Monday, September 15, 2014


St. Meletius of Antioch

Feast day: February 12
 Born at Melitene, Lower Armenia
Death: 381 Constantinople

  Patriarch of Antioch and presider of the Great Council of Constantinople, in 381. He was bom in Melitene in Armenia and became the bishop of Sebaste in 358. In 360 he was named patriarch of Antioch and was a friend of St. Basil. Meletius suffered banishment for a time by the Arian emperors. He convened the Council in 381 and died during the session.
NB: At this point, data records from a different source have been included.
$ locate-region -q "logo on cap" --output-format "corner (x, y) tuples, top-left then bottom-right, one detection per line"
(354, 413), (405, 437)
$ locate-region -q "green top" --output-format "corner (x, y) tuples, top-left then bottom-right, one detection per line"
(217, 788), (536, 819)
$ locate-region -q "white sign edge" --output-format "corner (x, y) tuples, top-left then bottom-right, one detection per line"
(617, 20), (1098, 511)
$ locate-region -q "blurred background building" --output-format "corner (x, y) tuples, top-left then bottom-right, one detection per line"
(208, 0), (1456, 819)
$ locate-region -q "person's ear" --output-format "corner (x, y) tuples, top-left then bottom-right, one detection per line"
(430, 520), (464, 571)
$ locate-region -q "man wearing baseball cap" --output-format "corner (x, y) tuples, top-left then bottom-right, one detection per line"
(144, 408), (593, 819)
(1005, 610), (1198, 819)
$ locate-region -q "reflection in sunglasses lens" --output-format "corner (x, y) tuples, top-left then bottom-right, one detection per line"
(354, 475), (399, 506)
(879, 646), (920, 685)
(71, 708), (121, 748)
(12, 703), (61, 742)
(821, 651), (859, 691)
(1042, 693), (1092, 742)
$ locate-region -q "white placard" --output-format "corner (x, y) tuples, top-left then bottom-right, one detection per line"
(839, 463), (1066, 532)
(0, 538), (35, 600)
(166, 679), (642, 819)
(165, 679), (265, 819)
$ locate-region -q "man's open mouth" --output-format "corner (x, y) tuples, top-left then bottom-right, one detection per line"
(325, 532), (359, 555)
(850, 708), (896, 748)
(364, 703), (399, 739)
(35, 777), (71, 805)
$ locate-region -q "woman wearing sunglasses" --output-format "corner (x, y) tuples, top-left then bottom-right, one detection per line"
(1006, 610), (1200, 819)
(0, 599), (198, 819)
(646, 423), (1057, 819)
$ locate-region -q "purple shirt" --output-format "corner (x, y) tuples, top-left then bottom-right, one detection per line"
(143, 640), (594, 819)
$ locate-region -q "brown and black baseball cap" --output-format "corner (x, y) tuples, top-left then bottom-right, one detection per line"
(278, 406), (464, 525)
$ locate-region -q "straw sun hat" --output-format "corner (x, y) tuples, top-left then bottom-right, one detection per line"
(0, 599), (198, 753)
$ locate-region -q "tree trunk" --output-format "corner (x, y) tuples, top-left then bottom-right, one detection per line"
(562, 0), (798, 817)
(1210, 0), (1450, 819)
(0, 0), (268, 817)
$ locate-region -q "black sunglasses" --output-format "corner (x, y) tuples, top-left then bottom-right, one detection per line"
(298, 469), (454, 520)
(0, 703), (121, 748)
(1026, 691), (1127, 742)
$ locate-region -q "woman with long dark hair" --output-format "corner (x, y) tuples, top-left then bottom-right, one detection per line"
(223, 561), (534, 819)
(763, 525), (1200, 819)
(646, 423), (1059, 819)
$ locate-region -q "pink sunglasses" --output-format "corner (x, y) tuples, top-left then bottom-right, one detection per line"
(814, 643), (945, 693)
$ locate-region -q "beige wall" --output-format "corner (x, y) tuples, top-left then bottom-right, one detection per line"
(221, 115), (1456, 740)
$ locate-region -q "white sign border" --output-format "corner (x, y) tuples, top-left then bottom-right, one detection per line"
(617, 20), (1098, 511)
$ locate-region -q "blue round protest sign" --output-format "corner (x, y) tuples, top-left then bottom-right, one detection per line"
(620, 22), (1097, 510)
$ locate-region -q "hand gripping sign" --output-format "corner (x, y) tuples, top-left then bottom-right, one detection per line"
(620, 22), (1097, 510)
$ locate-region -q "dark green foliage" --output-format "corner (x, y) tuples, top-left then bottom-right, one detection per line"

 Born at Melitene, Lower Armenia; died in Constantinople in 381. Meletius was born into a distinguished family and was appointed bishop of Sebastea about 358 but fled to the desert and then to Beroea, Syria, when the appointment caused great dissension. In 361, a group of Arians and Catholics elected him archbishop of Antioch, a church that had been oppressed by the Arians since the banishment of Saint Eustathius in 331. He was a compromise candidate between the two groups, and though confirmed by Emperor Constantius II, he was opposed by some Catholics because Arians had participated in his election.

 The Arian hope that he would join them was dashed when he expounded the Catholic position before the pro-Arian emperor. He and several other bishops were ordered to expound upon the text of the Book of Proverbs: "The Lord has created me in the beginning of His ways." First, George of Alexandria explained it in an Arian sense. Then Acacius of Caesarea gave it a meaning bordering on the heretical, but Meletius expounded it in the Catholic sense and connected it with the Incarnation. This public testimony so angered the Arians that the Arian Bishop Eudoxus of Constantinople was able to convince the emperor to exile Meletius to Lower Armenia (only a month after he took possession of his see) and to appoint Arian Euzoius, who had previously been excommunicated by Patriarch Saint Alexander of Alexandria, to his episcopal chair. Thus began the famous Meletian schism of Antioch, although it really started with the banishment of Saint Eustathius.

 On the death of the emperor in 361, his successor, Julian, recalled Meletius, who found that in his absence, a faction of the Catholic bishops, led by Lucifer Cagliari, had elected Paulinus archbishop.

 The Council of Alexandria in 362 was unsuccessful in healing the breach, and an unfortunate rift between Saint Athanasius and Meletius in 363 exacerbated the matter. During the next 15 years, Meletius was exiled 356-66 and 371-78 by Emperor Valens while the conflict between the Arian and Catholic factions raged.

 Gradually, Meletius's influence in the East grew as more bishops supported him. By 379, the bishops backing him numbered 150, in contrast to his 26 supporters in 363. The rift between the contending Catholic factions, however, continued despite the untiring efforts of Saint Basil, who was unswerving in his support of Meletius, to resolve the matter.

 In 374, the situation was further complicated when Pope Damasus recognized Paulinus as archbishop, appointed him papal legate in the East, and Saint Jerome allowed himself to be ordained a priest by Paulinus. In 378, the death of the avidly pro-Arian Valens led to the restoration of the banished bishops by Emperor Gratian, and Meletius was reinstated. He was unable to reach an agreement with Paulinus before his death in Constantinople in May while presiding at the third General Council of Constantinople. His funeral was attended by all the fathers of the council and the faithful of the city. Saint Gregory of Nyssa delivered his funeral panegyric.